As I walked across the campus of Pittsburgh's Carnegie Mellon University one delightful spring day, I came upon a table filled with young people chatting and enjoying the spectacular weather. Several had identical blue T-shirts with "Trilogy@CMU" written across them---Trilogy being an Austin, Texas-based software company with a reputation for recruiting our top students. I walked over to the table. "Are you guys here to recruit?" I asked. "No, absolutely not," they replied adamantly. "We're not recruiters. We're just hangin' out, playing a little Frisbee with our friends." How interesting, I thought. They've come to campus on a workday, all the way from Austin, just to hang out with some new friends.I noticed one member of the group sitting slouched over on the grass, dressed in a tank top. This young man had spiked multi-colored hair, full-body tattoos, and multiple piercings in his ears. An obvious slacker, I thought, probably in a band. "So what is your story?" I asked. "Hey man, I just signed on with these guys." In fact, as I would later learn, he was a gifted student who had inked the highest-paying deal of any graduating student in the history of his department, right at that table on the grass, with the recruiters who do not "recruit."What a change from my own college days, just a little more than 20 years ago, when students would put on their dressiest clothes and carefully hide any counterculture tendencies to prove that they could fit in with the company. Today, apparently, it's the company trying to fit in with the students. In fact, Trilogy had wined and dined him over margarita parties in Pittsburgh and flown him to Austin for private parties in hip nightspots and aboard company boats. When I called the people who had recruited him to ask why, they answered, "That's easy. We wanted him because he's a rock star."
That anecdote is almost a decade in the past. It defines the workforce development strategy for both cities. Pittsburgh strives to retain local talent while Austin does whatever it can to attract brains. Both cities are very good at what they set out to do. Pittsburgh's approach is superior.
Talent drives economic competitiveness. Austin has no problem attracting talent from other U.S. regions, and, increasingly, from around the world. We should be proud of our strong economy and ability to attract skilled workers, but over-reliance on imported talent is not a viable long-term strategy. We can’t survive on growth forever. We will eventually need to come to terms with the fact that the talent pipeline starts here with existing residents, and we must do a better job equipping people with the education and skills they need to succeed, and keep us competitive.
In other words, Austin needs to be a lot more like Pittsburgh. That means better educating the regional workforce and then retaining those graduates. Both cities have a glut of talent for different reasons. Pittsburgh is not dependent on the inmigration pipeline. Austin is. Other parts of the Sun Belt prove that betting on the people continuing to move there is foolish. Recently, Silicon Valley expressed a similar concern.

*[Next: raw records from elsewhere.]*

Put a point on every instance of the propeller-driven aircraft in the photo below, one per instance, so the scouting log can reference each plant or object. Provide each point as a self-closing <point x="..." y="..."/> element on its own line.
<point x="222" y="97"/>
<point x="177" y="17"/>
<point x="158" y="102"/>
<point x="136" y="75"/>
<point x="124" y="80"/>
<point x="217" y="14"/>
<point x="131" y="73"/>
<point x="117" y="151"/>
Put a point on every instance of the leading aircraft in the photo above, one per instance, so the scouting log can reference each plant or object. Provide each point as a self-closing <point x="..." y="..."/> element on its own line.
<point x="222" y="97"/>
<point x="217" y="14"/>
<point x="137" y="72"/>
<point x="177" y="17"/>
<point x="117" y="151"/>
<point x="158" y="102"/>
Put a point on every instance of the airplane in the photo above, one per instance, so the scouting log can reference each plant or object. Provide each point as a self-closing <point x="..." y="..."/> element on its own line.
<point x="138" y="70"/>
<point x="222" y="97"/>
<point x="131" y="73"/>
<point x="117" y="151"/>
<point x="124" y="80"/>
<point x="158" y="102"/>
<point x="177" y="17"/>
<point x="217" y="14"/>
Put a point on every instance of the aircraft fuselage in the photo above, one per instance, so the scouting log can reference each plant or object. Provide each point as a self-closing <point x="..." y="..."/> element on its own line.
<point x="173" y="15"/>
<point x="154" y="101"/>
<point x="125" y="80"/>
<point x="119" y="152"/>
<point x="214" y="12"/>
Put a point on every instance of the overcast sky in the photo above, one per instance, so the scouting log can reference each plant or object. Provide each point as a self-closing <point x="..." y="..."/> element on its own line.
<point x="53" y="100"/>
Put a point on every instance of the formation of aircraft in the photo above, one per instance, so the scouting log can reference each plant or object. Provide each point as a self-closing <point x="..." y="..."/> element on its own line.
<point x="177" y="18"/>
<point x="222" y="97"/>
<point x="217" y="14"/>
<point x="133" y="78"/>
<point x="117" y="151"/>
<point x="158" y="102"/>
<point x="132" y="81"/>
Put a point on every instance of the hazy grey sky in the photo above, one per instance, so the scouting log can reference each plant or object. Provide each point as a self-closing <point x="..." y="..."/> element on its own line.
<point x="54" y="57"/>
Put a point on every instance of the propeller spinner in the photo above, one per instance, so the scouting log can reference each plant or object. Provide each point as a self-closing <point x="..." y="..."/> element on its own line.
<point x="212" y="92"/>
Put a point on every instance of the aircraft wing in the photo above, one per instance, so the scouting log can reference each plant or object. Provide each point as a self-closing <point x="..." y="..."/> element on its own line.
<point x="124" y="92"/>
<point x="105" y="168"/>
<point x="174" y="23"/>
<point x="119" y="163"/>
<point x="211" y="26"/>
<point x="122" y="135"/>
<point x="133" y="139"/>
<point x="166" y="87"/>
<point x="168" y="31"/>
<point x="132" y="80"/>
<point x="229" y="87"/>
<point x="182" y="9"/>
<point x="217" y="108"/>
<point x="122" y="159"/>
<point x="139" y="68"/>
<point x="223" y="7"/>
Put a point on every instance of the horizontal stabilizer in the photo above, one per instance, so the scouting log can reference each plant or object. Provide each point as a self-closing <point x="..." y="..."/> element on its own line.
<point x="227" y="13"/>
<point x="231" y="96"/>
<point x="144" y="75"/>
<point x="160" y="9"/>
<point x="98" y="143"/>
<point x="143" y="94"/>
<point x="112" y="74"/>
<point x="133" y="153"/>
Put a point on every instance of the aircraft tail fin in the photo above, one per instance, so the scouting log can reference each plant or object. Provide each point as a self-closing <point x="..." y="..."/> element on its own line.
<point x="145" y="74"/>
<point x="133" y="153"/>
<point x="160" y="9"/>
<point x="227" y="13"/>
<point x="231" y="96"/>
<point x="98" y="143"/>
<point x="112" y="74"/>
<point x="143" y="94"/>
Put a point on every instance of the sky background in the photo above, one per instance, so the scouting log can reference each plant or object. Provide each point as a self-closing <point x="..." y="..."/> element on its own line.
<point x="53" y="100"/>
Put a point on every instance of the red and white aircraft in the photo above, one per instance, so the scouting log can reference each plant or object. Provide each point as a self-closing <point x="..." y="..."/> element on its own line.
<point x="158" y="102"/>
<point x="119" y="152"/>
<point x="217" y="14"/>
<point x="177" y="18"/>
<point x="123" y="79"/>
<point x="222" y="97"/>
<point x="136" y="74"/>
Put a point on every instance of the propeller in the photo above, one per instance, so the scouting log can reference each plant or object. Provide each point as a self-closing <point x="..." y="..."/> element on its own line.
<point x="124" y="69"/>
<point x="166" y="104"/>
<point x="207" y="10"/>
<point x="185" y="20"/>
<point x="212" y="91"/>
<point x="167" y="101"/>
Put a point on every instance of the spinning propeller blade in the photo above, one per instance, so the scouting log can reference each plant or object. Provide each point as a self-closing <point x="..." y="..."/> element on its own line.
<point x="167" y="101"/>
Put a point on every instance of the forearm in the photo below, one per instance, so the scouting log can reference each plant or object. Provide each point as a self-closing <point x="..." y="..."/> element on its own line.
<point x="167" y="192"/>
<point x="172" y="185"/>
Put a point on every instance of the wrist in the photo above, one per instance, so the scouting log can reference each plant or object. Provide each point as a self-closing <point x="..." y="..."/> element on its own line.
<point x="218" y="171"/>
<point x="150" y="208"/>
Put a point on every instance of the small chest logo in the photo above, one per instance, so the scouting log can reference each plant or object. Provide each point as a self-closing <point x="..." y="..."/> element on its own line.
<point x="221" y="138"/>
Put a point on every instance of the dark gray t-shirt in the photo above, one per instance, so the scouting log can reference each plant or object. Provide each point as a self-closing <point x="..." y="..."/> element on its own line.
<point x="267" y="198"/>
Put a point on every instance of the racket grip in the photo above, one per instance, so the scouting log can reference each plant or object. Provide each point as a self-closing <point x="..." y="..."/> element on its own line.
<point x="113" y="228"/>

Pittsburgh can afford to gaze at its navel while mulling over workforce development. That's exactly the message communicated by LANXESS CEO and chair of the Allegheny Conference Workplace Committee Randy Dearth during a recent interview with OnQ. He's telling talent to stay put and find the opportunities that exist in the region. There is no urgency to attract workers. The main issue is better matching job seekers with available openings. The local demand for labor doesn't look to outstrip the supply any time soon.
That's good news for companies starving for talent. It is places such as Pittsburgh that can guarantee a reliable supply of trained workers. Austin is trying to stay out in front of this trend, hoping to offer both substantial inmigration and organic talent to companies expecting to grow. That's easier said than done. Of course, Austin likely has time to engineer the turnaround. People are still flocking to Texas for a good reason, jobs.